A Replica ID is generated with every ChangeReplicas call and
stored in the Replica message of the range descriptor. Replica IDs
are monotonically increasing within a range and never reused. They are
generated using a next_replica_id field which will be added to the
RangeDescriptor (alternative generation strategies include using the
raft log position or database timestamp of the EndTransaction call
that commits the membership change, but this information is less
accessible at the point where it would be needed).
The ReplicaID replaces the current RaftNodeID (which is
constructed from the NodeID and StoreID). Raft only knows about
replica IDs, which are never reused, so we don't have to worry about
certain problems that can aries when node IDs are reused (such as vote
changes or log regression. MultiRaft is responsible for mapping
ReplicaIDs to node and store IDs (which it must do to coalesce
heartbeats). This is done with a new method on the
WriteableGroupStorage interface, along with an in-memory cache. Note
the node and store IDs for a given replica never change once that
replica is created, so we don't need to worry about synchronizing or
invalidating entries in this cache.
The raft transport will send the node, store, and replica ID of both
the sender and receiver with every RaftMessageRequest. This is how
the Store will learn of the replica ID for new ranges (the sender's
IDs must be inserted in the replica ID cache, so we can route
responses that do not yet appear in any range descriptor we have
stored). The Store will drop incoming messages with a replica ID
that is less than the last known one for the range (in order to
minimize disruption from out-of-date servers).

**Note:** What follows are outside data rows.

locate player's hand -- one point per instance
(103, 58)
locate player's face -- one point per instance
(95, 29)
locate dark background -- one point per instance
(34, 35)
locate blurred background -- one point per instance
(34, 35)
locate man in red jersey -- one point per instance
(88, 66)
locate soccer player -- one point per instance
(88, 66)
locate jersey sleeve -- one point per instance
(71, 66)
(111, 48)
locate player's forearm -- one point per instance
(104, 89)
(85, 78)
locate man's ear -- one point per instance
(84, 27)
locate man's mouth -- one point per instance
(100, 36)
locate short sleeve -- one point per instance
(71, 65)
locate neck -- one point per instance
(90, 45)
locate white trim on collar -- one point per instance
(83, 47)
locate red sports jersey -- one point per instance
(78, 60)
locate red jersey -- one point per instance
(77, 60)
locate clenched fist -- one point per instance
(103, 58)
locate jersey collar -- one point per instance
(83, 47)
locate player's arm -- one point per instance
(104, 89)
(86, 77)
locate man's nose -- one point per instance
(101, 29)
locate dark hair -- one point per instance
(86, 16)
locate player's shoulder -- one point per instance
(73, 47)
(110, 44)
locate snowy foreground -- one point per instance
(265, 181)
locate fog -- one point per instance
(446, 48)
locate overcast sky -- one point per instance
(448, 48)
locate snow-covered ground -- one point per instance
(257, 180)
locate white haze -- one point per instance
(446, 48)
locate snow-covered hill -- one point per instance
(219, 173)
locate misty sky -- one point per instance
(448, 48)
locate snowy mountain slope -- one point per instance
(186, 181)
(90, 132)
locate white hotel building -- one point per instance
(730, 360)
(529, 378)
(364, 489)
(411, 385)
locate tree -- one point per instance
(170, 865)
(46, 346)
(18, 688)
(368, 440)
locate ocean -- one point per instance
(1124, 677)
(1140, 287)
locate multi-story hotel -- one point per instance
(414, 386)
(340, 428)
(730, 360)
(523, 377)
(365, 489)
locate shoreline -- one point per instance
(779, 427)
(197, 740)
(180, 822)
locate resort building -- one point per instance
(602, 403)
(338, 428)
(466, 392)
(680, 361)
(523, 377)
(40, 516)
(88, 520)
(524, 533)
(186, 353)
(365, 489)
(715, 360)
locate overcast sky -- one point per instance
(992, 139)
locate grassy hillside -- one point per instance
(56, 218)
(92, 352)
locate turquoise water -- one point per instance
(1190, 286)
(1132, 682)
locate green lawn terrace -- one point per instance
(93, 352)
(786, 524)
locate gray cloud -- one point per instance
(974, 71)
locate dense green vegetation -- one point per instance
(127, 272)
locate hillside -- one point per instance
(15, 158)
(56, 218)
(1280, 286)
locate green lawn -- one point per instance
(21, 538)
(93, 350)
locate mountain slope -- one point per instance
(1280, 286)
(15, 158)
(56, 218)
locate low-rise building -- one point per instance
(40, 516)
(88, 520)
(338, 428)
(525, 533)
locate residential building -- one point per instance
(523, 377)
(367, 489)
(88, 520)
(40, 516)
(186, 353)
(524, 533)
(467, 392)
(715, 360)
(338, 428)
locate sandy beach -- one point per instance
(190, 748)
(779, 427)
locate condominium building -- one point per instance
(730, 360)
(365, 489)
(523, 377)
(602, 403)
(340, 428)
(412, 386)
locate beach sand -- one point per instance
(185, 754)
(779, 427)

The DistSender will also send the replica ID in the header of every
request, and the receiver will reject requests with incorrect replica
IDs (This will be rare since a range will normally be absent from a
node for a time before being re-replicated).
When a replica is garbage-collected, we write a tombstone containing the replica ID, so that the store can continue to drop out-of-date raft messages even after the GC.
In the scenario above, with this change node C would send node A and B's replica IDs in its vote requests. They would see that they have a tombstone for that replica and not recreate it.
Tombstones must be long-lived, since a node may come back online after a lengthy delay. We cannot garbage-collect tombstones unless we also guarantee that no node will come back after a period of time longer than the tombstone GC time.
If we had an explicit replica-creation RPC instead of creating them automatically on the first sighting of a raft message, this problem may go away. However, doing so would be tricky: this RPC would need to be retried in certain circumstances, and it is difficult to distinguish cases where a retry is necessary from cases that lead to the problem discussed here.